Whole genome SNP association study. The plot displays the degree of association of particular SNPs with SALS: the x -axis displays SNPs chromosomal position and the y -axis shows −log10( P value obtained by allelic association test). The red line represents threshold for significance after Bonferroni correction for multiple testing. ( Data from Schymick J, Scholz SW, Fung H-C et al. Genome-wide genotyping in amyotrophic lateral sclerosis and neurologically normal controls. Lancet Neurol 2007;6(4):322–8.)




Whole genome association studies


With the International HapMap and the ability to represent the genetic variation through tagging SNPs, and the advances of the high throughput microarray technologies, one microchip became able to adequately profile genetic variation across the genome. Suddenly, studies for disease association could be genome-wide through comparing cases with a disease to controls without ( case-control studies ) .


The manner in which whole genome association (WGA) studies ascertain association is as follows. The frequencies of alleles or genotypes (combination of alleles) of each tagging SNP are ascertained in disease and nondisease populations and then statistically compared . A wide variety of statistical tests to assess for association have been described. The so-called “Cochrane Armitage trend test” is a favorite because of its (1) robustness to cryptic relatedness, wherein two samples are related to each other without the knowledge of the investigator (eg, second-degree cousins); (2) deviations from Hardy-Weinberg equilibrium, which are deviations from the frequency with which an allele is in a population when steady-state is established; and (3) ability to factor risk for disease in an additive fashion, accounting for the possibility that a causative allele may have either dominant or recessive actions.


The premise of WGA studies is that disease-predisposing alleles exist with relatively high frequency. This hypothesis is often referred to as the common disease/common variant hypothesis . The recent explosion in the number of published whole genome studies has also made it clear that causative genetic variants typically confer only minor to moderate risk for disease. Many associations are finding odds ratios between 1.1 and 1.4, meaning that an individual’s risk for disease is increased by 10% to 40%, which seems minor for rare diseases.


Not all diseases are yielding clear results, either because of low association to disease susceptibility or because the complexity of the association, if even genetic, is created through many alleles of such low frequency that they elude detection, a hypothesis referred to as multiple rare variants hypothesis .


Whole genome association studies of sporadic amyotrophic lateral sclerosis


Four WGA studies have been published for SALS . The first study consisted of a cohort of 276 American patients who had SALS and 275 neurologically normal American control samples . Although this study identified several loci that may be important in the pathogenesis of motor neuron degeneration, none exceeded Bonferroni correction (see Fig. 1 ).


The second WGA study used a technique that pooled DNA to analyze a cohort of 386 patients who had SALS and 542 neurologically normal controls . This study implicated the FLJ10986 gene on chromosome 1 as being associated with increased risk for ALS ( P value in replication series = 3.0 × 10 −4 ; odds ratio = 1.35).

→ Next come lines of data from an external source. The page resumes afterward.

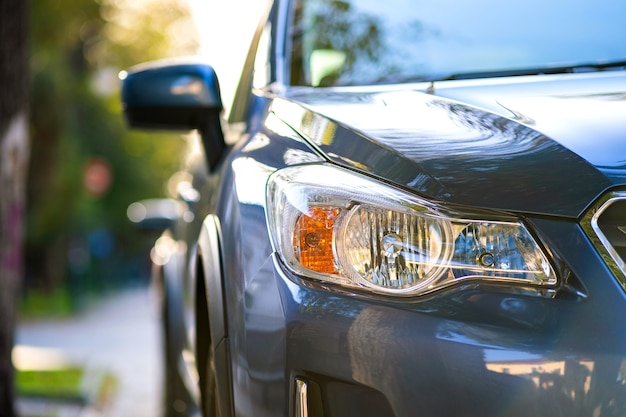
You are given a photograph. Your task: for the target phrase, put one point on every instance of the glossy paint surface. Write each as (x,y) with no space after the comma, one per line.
(541,149)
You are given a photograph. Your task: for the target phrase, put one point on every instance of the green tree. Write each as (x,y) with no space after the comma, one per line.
(13,159)
(86,167)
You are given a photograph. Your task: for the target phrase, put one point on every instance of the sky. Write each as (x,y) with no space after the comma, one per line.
(225,29)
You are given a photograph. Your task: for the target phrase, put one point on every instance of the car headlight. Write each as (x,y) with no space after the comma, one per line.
(336,226)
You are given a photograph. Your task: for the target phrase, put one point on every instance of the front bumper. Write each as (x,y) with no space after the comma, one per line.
(476,350)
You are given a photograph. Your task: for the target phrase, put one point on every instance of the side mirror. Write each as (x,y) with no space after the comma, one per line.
(156,214)
(177,94)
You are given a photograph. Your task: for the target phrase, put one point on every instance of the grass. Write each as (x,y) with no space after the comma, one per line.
(36,304)
(62,384)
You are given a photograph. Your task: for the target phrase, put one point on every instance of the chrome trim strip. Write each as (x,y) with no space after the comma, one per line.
(302,404)
(590,225)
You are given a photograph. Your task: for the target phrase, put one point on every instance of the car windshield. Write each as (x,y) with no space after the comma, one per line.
(359,42)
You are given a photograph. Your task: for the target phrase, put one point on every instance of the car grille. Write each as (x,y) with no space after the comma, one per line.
(605,224)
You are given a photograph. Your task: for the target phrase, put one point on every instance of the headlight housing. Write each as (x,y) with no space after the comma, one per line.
(336,226)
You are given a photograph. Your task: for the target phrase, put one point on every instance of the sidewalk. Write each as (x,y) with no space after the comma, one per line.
(119,336)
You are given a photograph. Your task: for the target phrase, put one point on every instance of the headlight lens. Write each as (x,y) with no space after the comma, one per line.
(336,226)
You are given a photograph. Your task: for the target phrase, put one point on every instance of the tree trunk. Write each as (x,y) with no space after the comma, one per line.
(13,161)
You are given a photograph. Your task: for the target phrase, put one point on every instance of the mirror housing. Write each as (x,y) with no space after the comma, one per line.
(176,94)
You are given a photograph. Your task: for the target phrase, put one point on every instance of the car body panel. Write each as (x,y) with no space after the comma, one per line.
(541,149)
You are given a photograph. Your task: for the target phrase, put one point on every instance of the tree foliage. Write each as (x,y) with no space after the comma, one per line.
(76,234)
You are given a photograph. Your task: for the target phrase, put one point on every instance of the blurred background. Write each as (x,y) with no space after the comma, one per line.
(85,310)
(86,167)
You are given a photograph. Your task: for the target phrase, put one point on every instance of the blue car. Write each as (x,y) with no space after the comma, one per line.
(410,208)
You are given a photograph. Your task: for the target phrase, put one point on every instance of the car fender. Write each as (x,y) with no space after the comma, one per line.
(209,253)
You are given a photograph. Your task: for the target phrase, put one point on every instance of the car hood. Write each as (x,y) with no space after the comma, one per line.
(546,145)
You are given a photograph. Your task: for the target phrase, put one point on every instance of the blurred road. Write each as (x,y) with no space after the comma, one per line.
(119,334)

The third study, involving 461 Dutch patients who had SALS and 450 controls, identified several SNPs of interest (including one on the ITPR2 gene on chromosome 12), although none met Bonferroni threshold . However, a separate but related study from this same group identified dipeptidylpeptidase 6 (DPP6) on chromosome 7 as a risk allele ( P value = 3.28 × 10 −6 and 5.04 × 10 −8 ) .

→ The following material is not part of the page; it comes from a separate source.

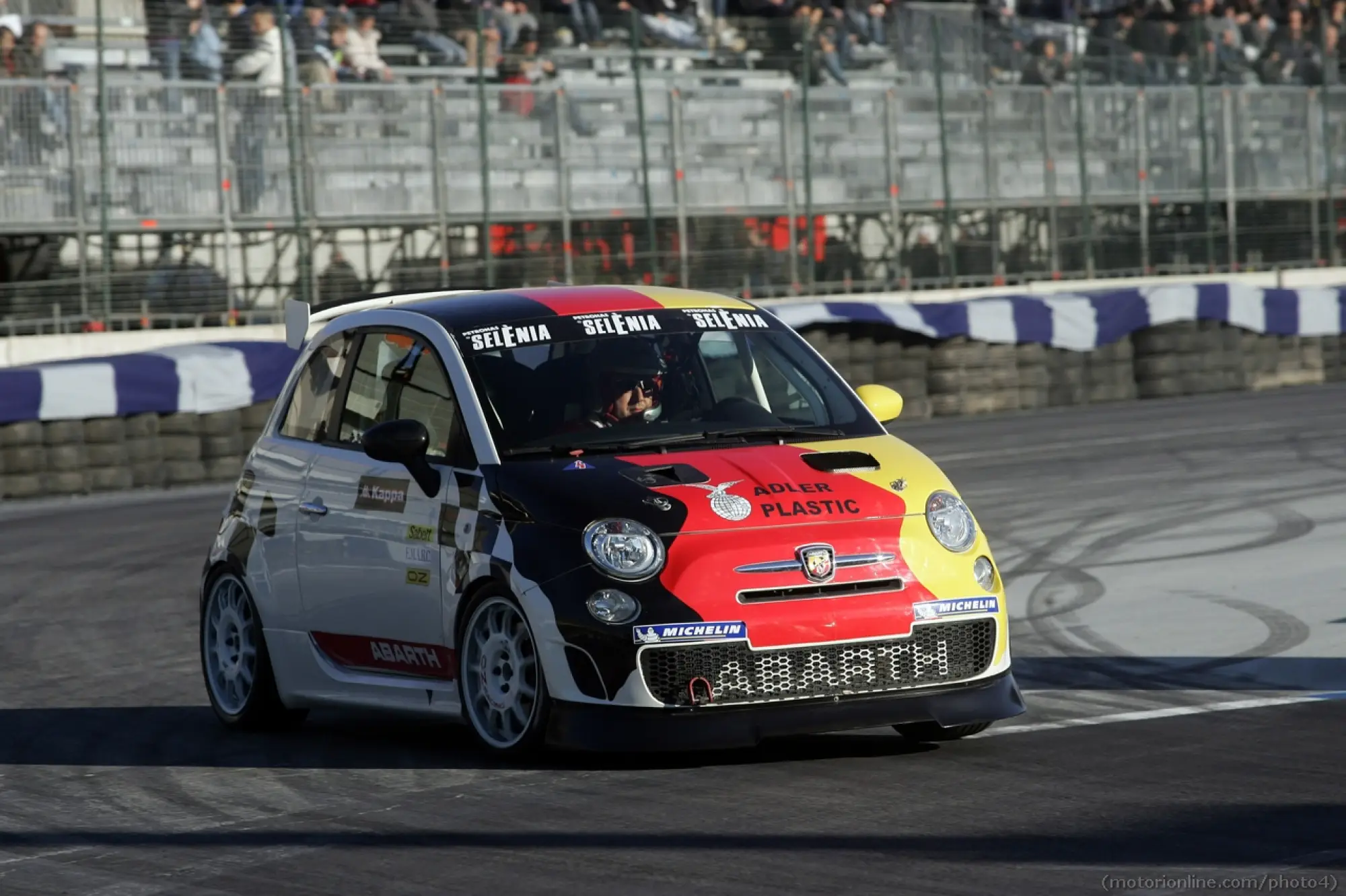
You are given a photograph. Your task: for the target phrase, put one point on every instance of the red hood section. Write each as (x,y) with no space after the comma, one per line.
(769,486)
(777,505)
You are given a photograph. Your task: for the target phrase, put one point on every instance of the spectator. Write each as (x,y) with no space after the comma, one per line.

A fourth study involving 221 Irish patients who had ALS and 211 Irish controls identified several loci of possible importance, but none exceeded Bonferroni threshold. However, pooled analysis also identified DPP6 (combined P value = 2.53 × 10 −6 ), which seems to increase risk for ALS by 37% .


Limitations


The WGA studies have two main problems . First, with the possible exception of DPP6, no loci identified in individual studies have replicated each other. Second, the observed associations seem modest. Large cohorts of several thousand cases and controls are required to have sufficient power to discriminate moderate-effect alleles, and therefore each study was underpowered in the size of the initial cohorts . Efforts are underway to pool data from the various WGA studies; this combined cohort of several thousand cases and controls may have sufficient power to identify moderate effect alleles.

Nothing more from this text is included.